待ち合わせて出てきた日銀マンは竹中直人を遥かに凌ぐ頭の砂漠化で
「うへー、随分年季の入った人が出てきたな、、、。」と尻込みしたのを覚えています。
しかし、話を聞くとシッカリと若手でした。見た目と実際の年齢とのギャップが日銀の激務を物語っているのでしょう。
この日の日銀マンとのやり取りは人生でもワースト3に入るべき悲劇でした。
OB訪問ということで仕事の内容をもっと深めようと意気込んでいたのですが、いきなり「君は何がしたいの?」から来ました。
まあ、世間一般でいう日銀の任務をこたえて、その中で自分の特質からこのような業務に携わっていきたいと他社と同じように答えると以下のように日銀マンはのたまいました。
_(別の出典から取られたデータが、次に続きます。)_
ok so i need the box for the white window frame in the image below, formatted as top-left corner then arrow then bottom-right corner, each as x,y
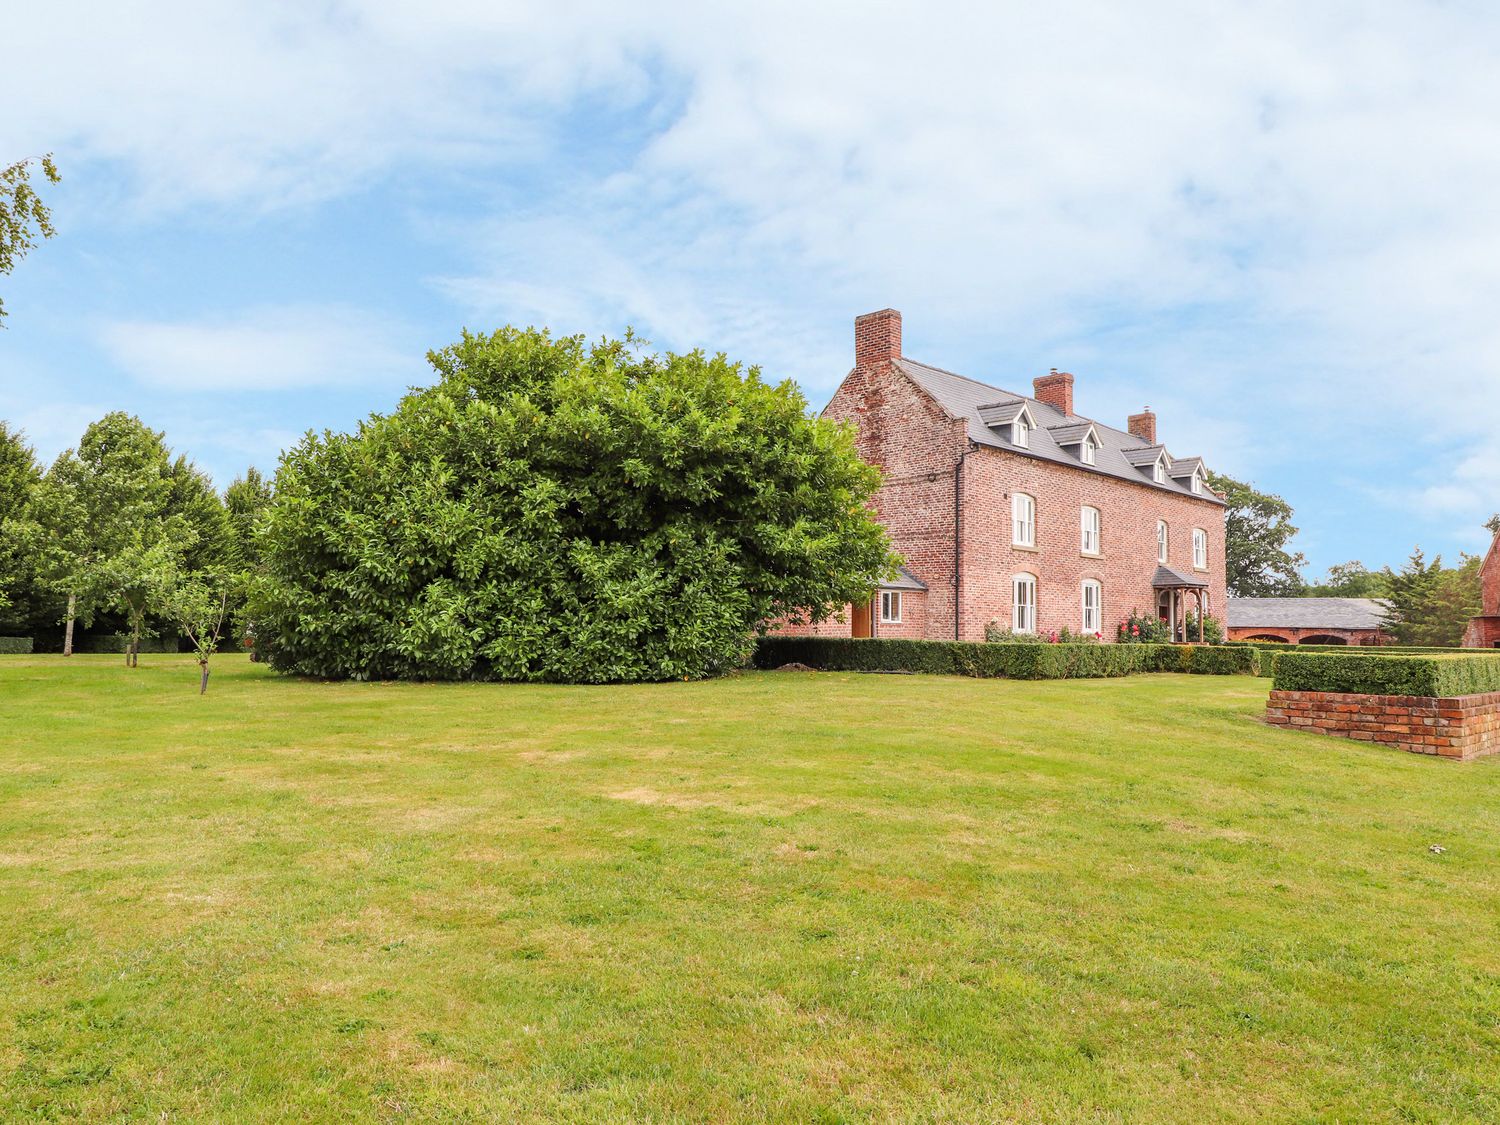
1012,492 -> 1036,547
1193,527 -> 1208,570
1153,457 -> 1166,484
1190,470 -> 1202,494
1013,418 -> 1031,448
879,590 -> 902,624
1080,505 -> 1101,555
1081,434 -> 1097,465
1012,573 -> 1037,634
1081,580 -> 1102,634
1157,520 -> 1169,564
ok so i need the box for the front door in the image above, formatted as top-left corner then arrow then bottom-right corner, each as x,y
851,600 -> 872,638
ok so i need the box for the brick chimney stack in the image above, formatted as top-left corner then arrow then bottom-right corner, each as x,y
1127,408 -> 1157,445
854,309 -> 902,367
1033,369 -> 1074,416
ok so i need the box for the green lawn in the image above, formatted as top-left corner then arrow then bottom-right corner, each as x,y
2,657 -> 1499,1122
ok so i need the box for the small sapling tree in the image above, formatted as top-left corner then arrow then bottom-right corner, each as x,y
163,568 -> 236,693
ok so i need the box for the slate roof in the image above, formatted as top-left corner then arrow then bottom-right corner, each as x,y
1048,421 -> 1097,446
1152,565 -> 1209,589
1227,598 -> 1391,630
878,566 -> 928,592
890,358 -> 1223,504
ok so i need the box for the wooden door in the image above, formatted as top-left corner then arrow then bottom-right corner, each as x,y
851,600 -> 872,638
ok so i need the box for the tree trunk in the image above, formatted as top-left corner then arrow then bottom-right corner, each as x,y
199,661 -> 210,695
63,592 -> 76,657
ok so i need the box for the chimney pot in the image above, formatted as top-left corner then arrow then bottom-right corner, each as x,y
1032,370 -> 1075,416
1128,408 -> 1157,445
854,309 -> 902,367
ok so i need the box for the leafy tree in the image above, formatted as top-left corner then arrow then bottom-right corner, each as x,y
1303,560 -> 1388,599
162,566 -> 237,693
1486,513 -> 1500,537
32,413 -> 183,657
1381,548 -> 1480,647
225,467 -> 273,569
0,422 -> 42,630
1,154 -> 60,325
1206,471 -> 1306,597
97,537 -> 182,666
253,326 -> 893,682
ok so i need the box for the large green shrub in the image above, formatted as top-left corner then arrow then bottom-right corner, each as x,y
753,638 -> 1254,679
0,636 -> 32,654
1273,653 -> 1500,697
253,328 -> 891,683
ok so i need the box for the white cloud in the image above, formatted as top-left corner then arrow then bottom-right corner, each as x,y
98,305 -> 422,391
7,0 -> 1500,563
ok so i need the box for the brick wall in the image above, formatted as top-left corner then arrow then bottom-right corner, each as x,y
1464,534 -> 1500,647
1266,689 -> 1500,760
958,446 -> 1227,642
818,357 -> 969,638
875,590 -> 928,639
1482,534 -> 1500,615
1226,626 -> 1392,646
1462,616 -> 1500,649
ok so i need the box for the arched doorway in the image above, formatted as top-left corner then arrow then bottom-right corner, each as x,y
1244,634 -> 1291,644
1298,634 -> 1348,645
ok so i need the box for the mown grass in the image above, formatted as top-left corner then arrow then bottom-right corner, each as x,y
1,656 -> 1499,1122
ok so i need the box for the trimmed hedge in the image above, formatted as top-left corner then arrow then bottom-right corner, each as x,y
74,634 -> 184,655
753,637 -> 1255,680
1273,652 -> 1500,697
0,636 -> 33,655
1184,644 -> 1259,676
1229,641 -> 1487,655
1232,641 -> 1499,679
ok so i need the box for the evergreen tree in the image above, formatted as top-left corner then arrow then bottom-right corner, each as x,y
1381,548 -> 1479,647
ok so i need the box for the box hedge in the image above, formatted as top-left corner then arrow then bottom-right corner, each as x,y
753,637 -> 1254,680
74,634 -> 184,655
0,637 -> 33,655
1231,641 -> 1499,679
1273,652 -> 1500,697
1228,641 -> 1491,656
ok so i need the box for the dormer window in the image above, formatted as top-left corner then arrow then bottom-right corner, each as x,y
1047,420 -> 1098,464
1190,472 -> 1202,494
977,400 -> 1036,448
1153,459 -> 1166,484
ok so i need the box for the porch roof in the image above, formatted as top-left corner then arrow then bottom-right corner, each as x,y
1152,565 -> 1209,589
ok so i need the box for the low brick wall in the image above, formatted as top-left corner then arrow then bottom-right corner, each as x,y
1266,689 -> 1500,761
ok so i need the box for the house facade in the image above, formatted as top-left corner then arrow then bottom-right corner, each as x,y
785,309 -> 1227,642
1462,527 -> 1500,648
1226,597 -> 1393,646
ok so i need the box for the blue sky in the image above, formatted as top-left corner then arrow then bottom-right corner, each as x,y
4,1 -> 1499,577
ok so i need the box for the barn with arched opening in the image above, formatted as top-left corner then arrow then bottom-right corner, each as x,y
1226,597 -> 1393,646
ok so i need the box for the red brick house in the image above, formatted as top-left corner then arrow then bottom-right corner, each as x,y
785,309 -> 1227,642
1462,527 -> 1500,647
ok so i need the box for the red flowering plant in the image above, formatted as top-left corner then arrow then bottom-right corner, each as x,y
1117,611 -> 1170,644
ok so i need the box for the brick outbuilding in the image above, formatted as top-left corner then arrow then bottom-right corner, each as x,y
783,309 -> 1227,642
1462,527 -> 1500,648
1226,597 -> 1394,646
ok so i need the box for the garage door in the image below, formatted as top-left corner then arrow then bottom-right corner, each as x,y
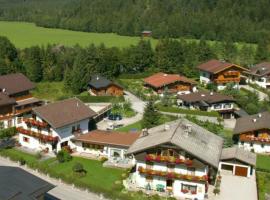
221,164 -> 233,172
235,166 -> 248,177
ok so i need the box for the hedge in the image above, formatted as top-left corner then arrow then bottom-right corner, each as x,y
0,127 -> 17,139
156,104 -> 220,117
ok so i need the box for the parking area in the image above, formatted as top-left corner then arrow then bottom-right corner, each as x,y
215,170 -> 257,200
「マクロ経済の本は何冊読んだ。」(適当に教科書の本を挙げました)
「他にもマクロ読んでいるんだろ。」
「えっ、たった2冊!!」(本当は1冊も読んでおりません)
「じゃあ君はミクロの本を読み漁ったのね。」「ISーLM曲線についてちょっと説明してみてよ。」
日銀マンはこちらの発する言葉の一つ一つを全力で分析して言葉尻をたたいてきました。日銀考査を恐れる民間金融機関の心の痛みが辛辣に理解できました。
さらに追い討ちをかけて、
「君は本当に経済学部の人間か?」「何で君は慶應に行ったの?」
「大体なんで君はそんなゼミに入ったの?」
「うちには超優秀な人間しかいないのだから、採用する学生も超優秀じゃないと話にならないよ。」
もはや人間として狂っているとしか思えませんでした。僕にとっては革命的な出来事でしたよ。ハルマゲドンってゆーかハゲマルドンに襲われた気分。